Too often one or more members of an extended family are missing from holiday celebrations. Sometimes even when family members are close and want to get together plans can fall apart. With three married young adult children and eight ten grandchildren, we have struggled to try to get all three families together. Last year we were able to negotiate a time to have all of our kids and grandchildren come to our house two days before Christmas. Unfortunately, my youngest daughter’s kids came down with what she said was the “stomach flu,” and my older daughter bailed out so her kids would not catch it. Wouldn’t it be nice if the only flu we had to worry about in December of 2020 was the so-called stomach version?
Respecting the Young Adult Couple
Reasons such as illness, travel, work, financial limitations, and health concerns are understandable. There are also natural complications with in-laws. Parents of married or partnered young adults often find that they can no longer preserve a family tradition, such as we always spend Christmas eve together, because another family is vying for the same time.
My best advice, which I share in a practice book to be published in 2019 entitled Growing Apart, is that you need to respect the young adult couple and their desires and preferences. They deserve a chance to begin their own traditions while finding time on their calendars to connect with you. My children have decided that they wanted to start a Christmas tradition of being at home with just their children on Christmas morning. I blame Santa for our exclusion. For the first time in our married life, we are celebrating Christmas morning minus kids and grandkids. Unfortunately, not all of the challenges we face at the holidays are normal or understandable.

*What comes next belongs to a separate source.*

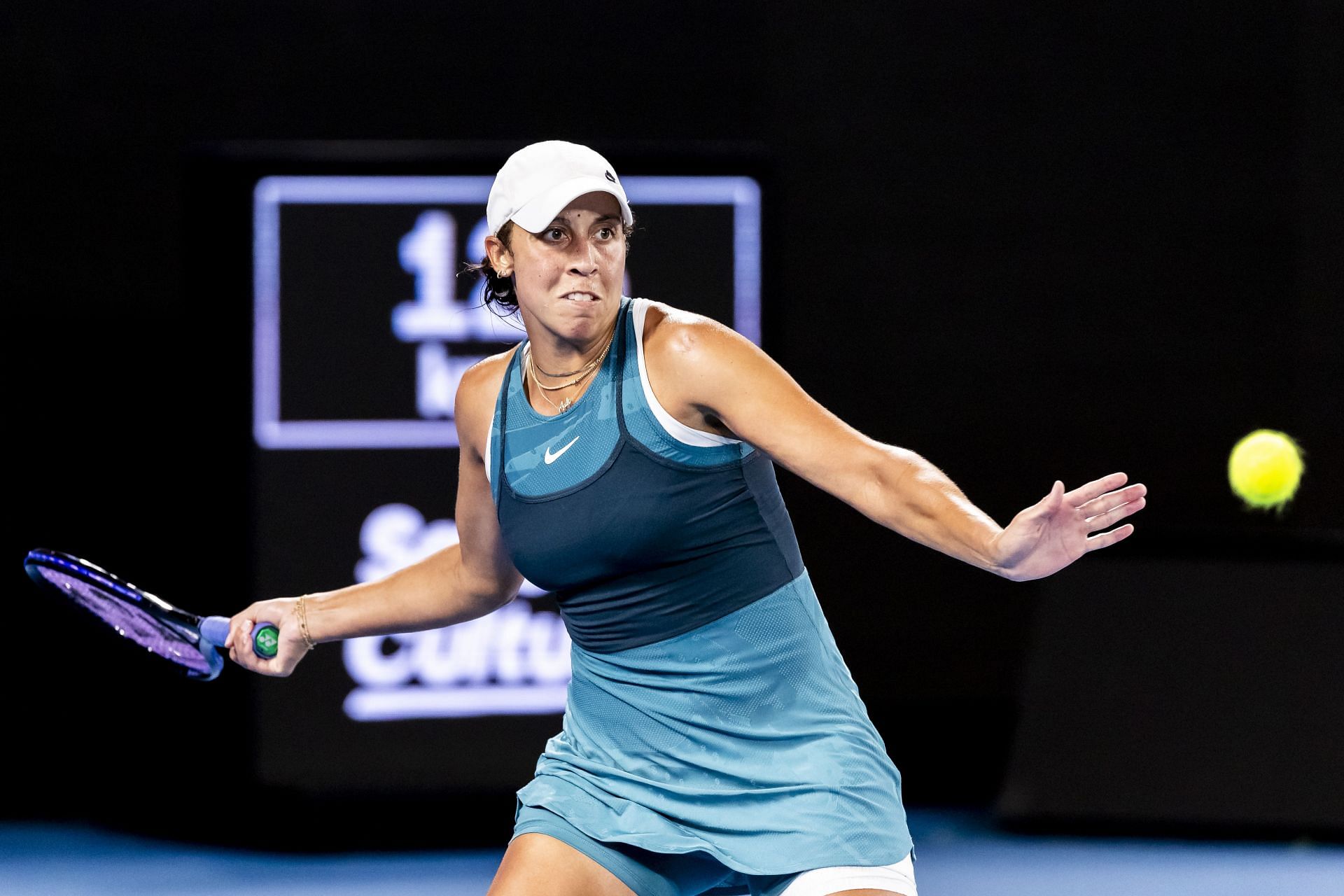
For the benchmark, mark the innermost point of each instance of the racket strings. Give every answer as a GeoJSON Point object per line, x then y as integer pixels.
{"type": "Point", "coordinates": [162, 637]}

Fostering Reconciliation During the Holidays
Too many families gather during the holidays with one or more empty chairs because invitations were not made or accepted. Alienation-family members are not speaking or visiting each other- is most apparent at holiday times. For parents of the young adult or young adult couple who do not wish to attend holiday events because of unresolved offenses or on-going antagonisms, the absence can be heart-rending. I feel tremendous sadness for families whose members have discontinued contact. These members share the same DNA, common memories good and bad, and are hardwired from birth to care about each other. Although there are no easy answers, particularly with some of these situations that have gone on for years, here are some suggestions to foster reconciliation if you are facing an empty chair or empty ZOOM screen on this holiday season:
- Be the bigger person and reach out to your son or daughter. If you want to change the relationship, BEGIN THE CHANGE.
- If you are angry at them and have fostered this standoff, forgive them for their offense. It is the only ANTIDOTE TO RESENTMENT AND ALIENATION.
- APOLOGIZE for any part you may have had in the relationship. If you don’t know the basis of the cutoff, ask them why, what you have done to contribute to this, and what you could do to mend the relationship. Be sure to ask in the spirit of understanding and not to explain or defend your actions.
- Ask them to CONSIDER FORGIVING you now or at a later point.
- TELL YOUR YOUNG ADULT THAT YOU LOVE THEM and always will and that you want a relationship with them again.
In World War I, Christmas of 1914, French, British and German forces crossed trenches to exchange greetings, talk, share food and sing Christmas carols. This has become known as the Christmas truce. If bitter enemies with no familial ties can cross the divide of war to celebrate the Christmas Holiday, what excuse do we have for not doing the same with our family members? If the above guidance is too difficult, perhaps you can start the process with an invitation to exchange greetings, talk and eat dinner together. Christmas carols are optional.
Life is too short and family relationships matter too much. If not initiating change now, then when?